This year’s Edinburgh international festival will showcase American art that celebrates the creativity and energy of the US, while also exposing its cruelty and hypocrisy, its director has said.
Nicola Benedetti, the Grammy-award winning violinist now presenting her fourth festival, said Donald Trump’s explosive second term as president made that quest more important than ever.
“It is the largest presentation of American artists in the history of the festival so it’s a huge, a very definitive statement. Quite simply, this is the precise time that it is ideal, urgent, necessary, perfect to be telling the type of story we’re telling,” she said.

This August’s festival is commemorating the 250th anniversary of the US Declaration of Independence under the overarching theme of All Rise, derived from the festival’s opening concert, a 200-performer show written for the Jazz at Lincoln Centre Orchestra (JLCO) by her husband, Wynton Marsalis, the trumpeter and orchestra leader, and a multiple Grammy winner.
The American-themed events include a world-first collaboration between the concert pianist Yuja Wang and Marsalis’s orchestra; San Francisco Ballet’s first show in Edinburgh for 20 years which explores AI; the final shows by the Los Angeles Philharmonic before its conductor Gustavo Dudamel bows out; theatre productions investigating the Aids crisis and racist lynchings; and Clown Show – a “contemporary portrait of America as a falling-apart circus”.
In her programme notes, Benedetti said these productions explored “recurring themes of freedom, innovation and ingenuity, leadership and cruelty, prejudice, perseverance and hypocrisy sit colourfully within proud demonstrations of the height of artistic and creative achievement.
“Many of these could happen ‘only in America’, propelled by the friction diversity necessitates and the resulting energy it inspires.”

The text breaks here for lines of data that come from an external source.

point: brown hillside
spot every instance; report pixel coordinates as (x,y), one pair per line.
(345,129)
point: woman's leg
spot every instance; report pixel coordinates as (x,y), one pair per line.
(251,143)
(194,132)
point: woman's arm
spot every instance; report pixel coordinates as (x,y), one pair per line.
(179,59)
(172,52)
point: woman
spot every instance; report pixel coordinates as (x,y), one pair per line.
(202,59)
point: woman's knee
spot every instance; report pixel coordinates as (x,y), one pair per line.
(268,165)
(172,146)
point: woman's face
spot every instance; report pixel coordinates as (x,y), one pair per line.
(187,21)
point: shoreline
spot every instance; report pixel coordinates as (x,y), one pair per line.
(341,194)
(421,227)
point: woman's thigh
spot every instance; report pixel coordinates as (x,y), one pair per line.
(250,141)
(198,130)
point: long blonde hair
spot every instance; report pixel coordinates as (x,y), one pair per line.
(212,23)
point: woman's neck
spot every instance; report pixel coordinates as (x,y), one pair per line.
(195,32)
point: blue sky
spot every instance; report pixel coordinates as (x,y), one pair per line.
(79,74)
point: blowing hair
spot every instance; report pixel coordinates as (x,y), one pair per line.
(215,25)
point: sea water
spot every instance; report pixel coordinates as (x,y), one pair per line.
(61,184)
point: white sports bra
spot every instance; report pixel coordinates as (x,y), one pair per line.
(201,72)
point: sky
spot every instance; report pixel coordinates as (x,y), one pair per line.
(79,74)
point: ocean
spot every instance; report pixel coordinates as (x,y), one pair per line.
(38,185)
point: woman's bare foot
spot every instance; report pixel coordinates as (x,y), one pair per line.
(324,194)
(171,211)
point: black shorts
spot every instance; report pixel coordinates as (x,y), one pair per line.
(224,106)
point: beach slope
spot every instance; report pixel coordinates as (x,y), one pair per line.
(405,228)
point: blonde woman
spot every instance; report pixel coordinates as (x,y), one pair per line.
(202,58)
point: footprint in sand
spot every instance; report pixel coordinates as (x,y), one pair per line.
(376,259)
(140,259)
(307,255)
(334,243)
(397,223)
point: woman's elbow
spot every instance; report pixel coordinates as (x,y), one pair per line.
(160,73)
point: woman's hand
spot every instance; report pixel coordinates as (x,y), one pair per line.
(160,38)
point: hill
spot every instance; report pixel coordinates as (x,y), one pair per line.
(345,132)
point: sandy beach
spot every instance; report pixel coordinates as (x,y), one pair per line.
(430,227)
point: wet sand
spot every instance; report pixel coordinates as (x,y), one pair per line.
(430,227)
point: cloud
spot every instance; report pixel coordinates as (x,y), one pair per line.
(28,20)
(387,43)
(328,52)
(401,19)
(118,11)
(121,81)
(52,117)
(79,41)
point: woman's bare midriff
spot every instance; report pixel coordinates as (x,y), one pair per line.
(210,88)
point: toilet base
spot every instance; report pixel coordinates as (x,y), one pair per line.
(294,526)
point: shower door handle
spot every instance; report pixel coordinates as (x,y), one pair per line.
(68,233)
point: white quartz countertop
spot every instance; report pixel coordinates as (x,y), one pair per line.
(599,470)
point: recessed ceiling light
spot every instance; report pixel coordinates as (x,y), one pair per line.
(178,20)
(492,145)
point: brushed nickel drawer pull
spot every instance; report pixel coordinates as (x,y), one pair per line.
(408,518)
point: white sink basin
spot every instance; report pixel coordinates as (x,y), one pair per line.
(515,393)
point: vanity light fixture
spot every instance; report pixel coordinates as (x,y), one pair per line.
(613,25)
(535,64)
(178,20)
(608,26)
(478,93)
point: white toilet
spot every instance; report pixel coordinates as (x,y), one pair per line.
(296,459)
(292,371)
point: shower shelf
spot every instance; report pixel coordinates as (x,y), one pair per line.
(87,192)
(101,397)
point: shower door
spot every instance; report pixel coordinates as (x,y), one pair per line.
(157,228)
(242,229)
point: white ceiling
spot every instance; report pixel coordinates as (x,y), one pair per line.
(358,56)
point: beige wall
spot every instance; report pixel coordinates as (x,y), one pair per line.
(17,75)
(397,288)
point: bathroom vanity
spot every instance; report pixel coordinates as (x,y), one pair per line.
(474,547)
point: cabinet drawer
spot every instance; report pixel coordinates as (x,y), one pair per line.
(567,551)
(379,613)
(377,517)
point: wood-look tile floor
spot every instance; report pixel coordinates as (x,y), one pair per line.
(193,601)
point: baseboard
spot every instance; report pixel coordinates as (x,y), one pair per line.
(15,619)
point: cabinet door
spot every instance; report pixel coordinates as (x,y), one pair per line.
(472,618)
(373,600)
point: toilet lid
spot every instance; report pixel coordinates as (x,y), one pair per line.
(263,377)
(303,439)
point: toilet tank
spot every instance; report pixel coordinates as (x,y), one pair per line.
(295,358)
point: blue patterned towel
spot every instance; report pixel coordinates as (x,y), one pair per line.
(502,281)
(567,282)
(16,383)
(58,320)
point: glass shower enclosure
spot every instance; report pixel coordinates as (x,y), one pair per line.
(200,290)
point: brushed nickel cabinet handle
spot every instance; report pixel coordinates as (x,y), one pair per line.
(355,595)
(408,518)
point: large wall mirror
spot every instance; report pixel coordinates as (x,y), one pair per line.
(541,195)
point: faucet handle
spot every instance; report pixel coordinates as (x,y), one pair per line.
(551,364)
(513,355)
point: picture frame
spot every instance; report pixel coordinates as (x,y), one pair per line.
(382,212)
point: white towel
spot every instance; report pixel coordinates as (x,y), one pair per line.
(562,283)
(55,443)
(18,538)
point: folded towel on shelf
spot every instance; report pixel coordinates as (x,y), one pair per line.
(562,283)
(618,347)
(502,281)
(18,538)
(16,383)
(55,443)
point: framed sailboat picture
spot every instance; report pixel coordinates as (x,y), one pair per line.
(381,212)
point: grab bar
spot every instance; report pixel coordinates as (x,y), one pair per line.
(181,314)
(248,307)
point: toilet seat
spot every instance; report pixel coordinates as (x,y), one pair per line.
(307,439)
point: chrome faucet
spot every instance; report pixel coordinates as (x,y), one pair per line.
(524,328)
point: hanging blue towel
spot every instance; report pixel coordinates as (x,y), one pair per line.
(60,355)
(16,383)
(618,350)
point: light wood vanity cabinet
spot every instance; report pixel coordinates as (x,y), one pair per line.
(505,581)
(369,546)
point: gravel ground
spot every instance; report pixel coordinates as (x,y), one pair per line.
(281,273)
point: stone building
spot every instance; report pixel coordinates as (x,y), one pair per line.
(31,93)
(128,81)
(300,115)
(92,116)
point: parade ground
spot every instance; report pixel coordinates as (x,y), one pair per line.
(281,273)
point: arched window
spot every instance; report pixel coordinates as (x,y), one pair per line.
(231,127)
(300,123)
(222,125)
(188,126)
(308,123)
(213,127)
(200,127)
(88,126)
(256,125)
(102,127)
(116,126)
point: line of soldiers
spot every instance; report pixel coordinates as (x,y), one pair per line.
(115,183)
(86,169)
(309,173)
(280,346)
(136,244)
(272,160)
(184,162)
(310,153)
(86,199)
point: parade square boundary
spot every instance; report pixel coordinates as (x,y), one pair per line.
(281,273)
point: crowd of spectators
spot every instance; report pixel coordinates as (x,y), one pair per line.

Among its five world premieres and eight specially commissioned works, this year’s edition also features mainstream events including a residency by the Berlin Philharmonic, regarded by many as the world’s finest orchestra.
The festival also believes it is the only venue in the UK for staging full-scale operas from overseas. This year it stages the UK premier of Zürich Opera House’s updated A Masked Ball by Verdi, set in Boston during America’s opulent Gilded Age, as well as an investigation of the opioid crisis with the world premiere of The Galloping Cure by Scottish Opera; while Scottish companies present Mozart’s Don Giovanni and Richard Strauss’s Elektra.
Juxtaposed with the festival’s largest-ever jazz programming, which features Duke Ellington’s symphony Black, Brown and Beige, it also presents the first overseas exhibition by the Legacy Museum in Alabama, which investigates transatlantic slavery and the myths of racial hierarchy, and a Swiss-Catalan-Mexican production honouring the millions enslaved with the early music ensemble Hespèrion XXI called A Sea of Music.
Marsalis, 64, who steps down as director of JLCO in 2027, said the current crises gripping the US under Trump were not unique; the country had experienced other upheavals and racial violence, he said. Many other countries were immersed in similar conflicts.

“This is a struggle,” he said. “As I travelled the world, I noticed people are struggling all over the world. Now, at my age, what do I realise? Damn, this is a struggle. And the struggle is not the way it’s being presented to you, right versus left or white versus black.
“It’s a power struggle. And it’s between an ethical point of view, a civics, and a belief in elevating others, and a belief in dominating them and making them do what you want them to do.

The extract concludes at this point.